The Rasch model was also used to assess systematic differences in item response patterns for different subgroups of respondents [known as differential item functioning (DIF)]. DIF was detected using a 2-way analysis of variance assessment of the standardized residuals of the responses, where one factor was the class intervals representing severity across the latent trait scale and the other factor was the demographic subgroup.48 We tested for DIF based on age, sex and whether a health condition was reported. There are 2 types of DIF, uniform and nonuniform. Uniform DIF occurs when a subgroup consistently differs in their responses to an item conditional on the trait estimate. Presence of uniform DIF was indicated by a significant main effect for estimates for each item across demographic groups. Nonuniform DIF occurs when the association between item responses and group is not constant across the severity range. In the analysis this was indicated by a significant interaction effect between the subgroup and the severity range of the latent trait. A Bonferroni adjustment was applied to the significance estimates.

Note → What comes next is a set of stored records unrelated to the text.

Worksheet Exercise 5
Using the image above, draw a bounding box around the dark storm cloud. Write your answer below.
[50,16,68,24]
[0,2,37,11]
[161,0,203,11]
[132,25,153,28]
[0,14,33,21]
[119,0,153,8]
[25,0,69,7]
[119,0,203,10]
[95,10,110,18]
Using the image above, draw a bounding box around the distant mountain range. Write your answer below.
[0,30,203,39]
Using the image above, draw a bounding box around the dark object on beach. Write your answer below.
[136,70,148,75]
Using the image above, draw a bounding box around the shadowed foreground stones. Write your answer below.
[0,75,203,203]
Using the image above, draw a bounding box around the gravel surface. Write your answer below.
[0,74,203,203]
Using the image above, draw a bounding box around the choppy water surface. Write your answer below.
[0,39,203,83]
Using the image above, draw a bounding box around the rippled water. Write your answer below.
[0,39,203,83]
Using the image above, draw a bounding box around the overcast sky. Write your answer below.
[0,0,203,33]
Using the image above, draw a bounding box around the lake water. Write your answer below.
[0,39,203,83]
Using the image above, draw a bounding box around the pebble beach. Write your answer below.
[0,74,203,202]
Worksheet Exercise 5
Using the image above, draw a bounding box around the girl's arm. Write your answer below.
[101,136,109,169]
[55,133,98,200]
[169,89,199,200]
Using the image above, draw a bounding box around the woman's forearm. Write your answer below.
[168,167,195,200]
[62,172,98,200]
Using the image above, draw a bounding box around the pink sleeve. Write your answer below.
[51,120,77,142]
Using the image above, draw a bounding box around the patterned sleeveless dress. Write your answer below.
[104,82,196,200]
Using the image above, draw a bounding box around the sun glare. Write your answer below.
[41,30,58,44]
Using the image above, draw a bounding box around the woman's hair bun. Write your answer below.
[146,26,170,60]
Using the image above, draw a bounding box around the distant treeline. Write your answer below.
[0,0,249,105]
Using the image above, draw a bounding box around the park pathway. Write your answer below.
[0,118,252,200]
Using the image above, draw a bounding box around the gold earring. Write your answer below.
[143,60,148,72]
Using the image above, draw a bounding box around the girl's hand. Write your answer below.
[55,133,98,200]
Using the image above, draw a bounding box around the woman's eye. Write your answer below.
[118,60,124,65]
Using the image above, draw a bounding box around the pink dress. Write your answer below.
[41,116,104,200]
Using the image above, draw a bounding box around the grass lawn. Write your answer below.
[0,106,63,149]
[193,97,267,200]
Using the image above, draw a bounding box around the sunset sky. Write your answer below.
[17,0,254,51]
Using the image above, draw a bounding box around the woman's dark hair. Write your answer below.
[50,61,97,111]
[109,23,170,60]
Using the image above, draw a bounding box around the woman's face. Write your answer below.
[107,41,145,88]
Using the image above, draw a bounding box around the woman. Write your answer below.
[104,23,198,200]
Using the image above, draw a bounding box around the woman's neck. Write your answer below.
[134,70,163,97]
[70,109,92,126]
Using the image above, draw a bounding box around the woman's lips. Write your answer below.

We additionally assessed items for inclusion in the classification system considering a range of criteria such as item severity range coverage, where a large distance from the lowest to the highest item response threshold indicates that an item provides measurement precision over a wider range.
Other criteria included avoiding complex item combinations and descriptions which may be difficult to understand and subsequently value. The face validity of the dimension wording was also evaluated.
Assessing the Robustness of the Results
To enhance robustness, Rasch and DIF analyses were conducted on 9 subsamples of combined HODaR and MIC data randomly selected for a sample of ∼500 (a recommended sample size for Rasch analysis).49 The subsamples did not significantly differ in terms of age, sex or health status. Each of the items was given an overall score (of 9) indicating the number of samples that the item performed well on. An item was considered for inclusion if it performed well on at least 5 of the 9 subsamples. However, in some cases items with lower performance remained for selection due to other criteria.
Step 1—Dimensionality Assessment
Exploratory Factor Analysis
Appendix 2 (Supplemental Digital Content 1, https://links.lww.com/MLR/C7) includes the EFA models with between 2 and 9 factors estimated on both datasets. The EFA models with between 2 and 6 dimensions combined a number of existing SF-36 dimensions within the factor structure, so were not suitable for developing a classification system. Models with 8 and 9 factors included redundant factors that were difficult to interpret and define.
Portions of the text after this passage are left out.